Emmanuel esperaba todos los días el colectivo en la avenida principal. Al otro lado de la calle se encontraba un viejo edificio que tenía en su vereda dos grandes árboles.
Pasaba los 20 minutos de espera del colectivo observando los dos árboles, se preguntaba por qué sus hojas teñidas de grises seguían sin caerse, tan avanzado el otoño.
Él estaba seguro que era el único que les prestaba atención, como también estaba seguro que era el único que había observado, de entre todos los empleados que salían de las oficinas del viejo edificio, a dos en particular.
Salían juntos pero casi sin hablar. Se miraban sonrientes, se saludaban amistosamente en la puerta y se iban cada uno para un lado diferente. Siempre parecía que alguno de los dos quería decir algo, pero nunca decían nada.
Pasó el otoño y pasó el invierno, el colectivo pasaba casi siempre a la misma hora, y los árboles seguían de pie con una majestuosidad que los hacía parecer invencibles.
Un día de septiembre, después que las oficinas del viejo edificio se desocuparon, salieron los dos jóvenes. Conversaban y sonreían, y tenían esa aura que envuelve a las personas en primavera.
Llegaron a la puerta, se saludaron amistosamente como todos los días y se fueron cada uno para su lado. La muchacha se detuvo al pasar el segundo árbol, se dio vuelta y llamó al muchacho por su nombre. Él joven caminaba hacia ella cuando llegó el colectivo.

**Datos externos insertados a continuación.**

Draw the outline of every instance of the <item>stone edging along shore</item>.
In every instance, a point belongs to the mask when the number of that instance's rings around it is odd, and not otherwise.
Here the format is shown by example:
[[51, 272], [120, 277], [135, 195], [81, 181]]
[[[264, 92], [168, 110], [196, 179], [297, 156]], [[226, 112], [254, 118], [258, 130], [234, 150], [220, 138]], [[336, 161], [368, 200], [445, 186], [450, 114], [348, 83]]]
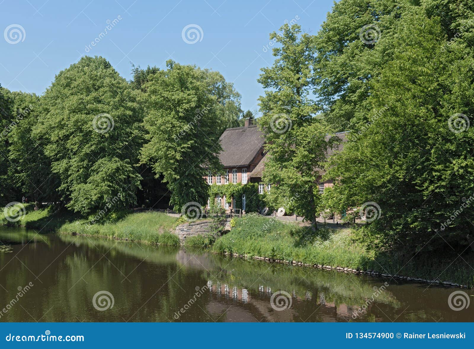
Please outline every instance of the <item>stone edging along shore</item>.
[[[243, 255], [239, 255], [237, 253], [228, 253], [226, 252], [224, 254], [227, 255], [232, 255], [233, 257], [238, 257], [241, 258], [245, 258], [248, 259], [249, 257], [248, 256], [244, 256]], [[320, 264], [314, 264], [311, 266], [311, 264], [309, 263], [302, 263], [302, 262], [297, 262], [296, 260], [293, 260], [292, 262], [288, 262], [286, 260], [274, 260], [271, 258], [266, 258], [265, 257], [258, 257], [256, 256], [254, 256], [253, 257], [251, 257], [251, 259], [254, 260], [264, 260], [266, 262], [272, 262], [274, 263], [281, 263], [286, 264], [292, 264], [292, 265], [298, 265], [300, 267], [311, 267], [312, 266], [313, 268], [318, 268], [319, 269], [325, 269], [326, 270], [335, 270], [337, 271], [343, 272], [345, 273], [352, 273], [353, 274], [365, 274], [367, 275], [371, 275], [372, 276], [379, 277], [388, 277], [389, 278], [397, 278], [400, 280], [405, 280], [407, 281], [413, 281], [414, 282], [425, 282], [431, 285], [438, 285], [442, 286], [449, 286], [452, 287], [460, 287], [461, 288], [468, 288], [467, 286], [463, 285], [459, 285], [458, 284], [455, 284], [454, 283], [451, 282], [451, 281], [441, 281], [439, 279], [436, 279], [436, 280], [426, 280], [425, 279], [422, 279], [418, 277], [410, 277], [402, 276], [401, 275], [392, 275], [389, 274], [384, 274], [383, 273], [379, 273], [375, 270], [360, 270], [356, 269], [352, 269], [351, 268], [342, 268], [341, 267], [331, 267], [328, 265], [321, 265]]]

Los árboles tenían ya todas las hojas verdes, y hacía como un mes que el colectivo había adelantado su recorrido unos quince minutos. Emmanuel no pude saber qué había sucedido con los dos oficinistas.
Una noche de semana, cuando las calles de la ciudad empezaron a llenarse de hojas secas y los árboles majestuosos se tiñeron nuevamente de grises, Emmanuel los cruzó caminando por la peatonal, iban tranquilos y sonrientes, iban tomados de la mano.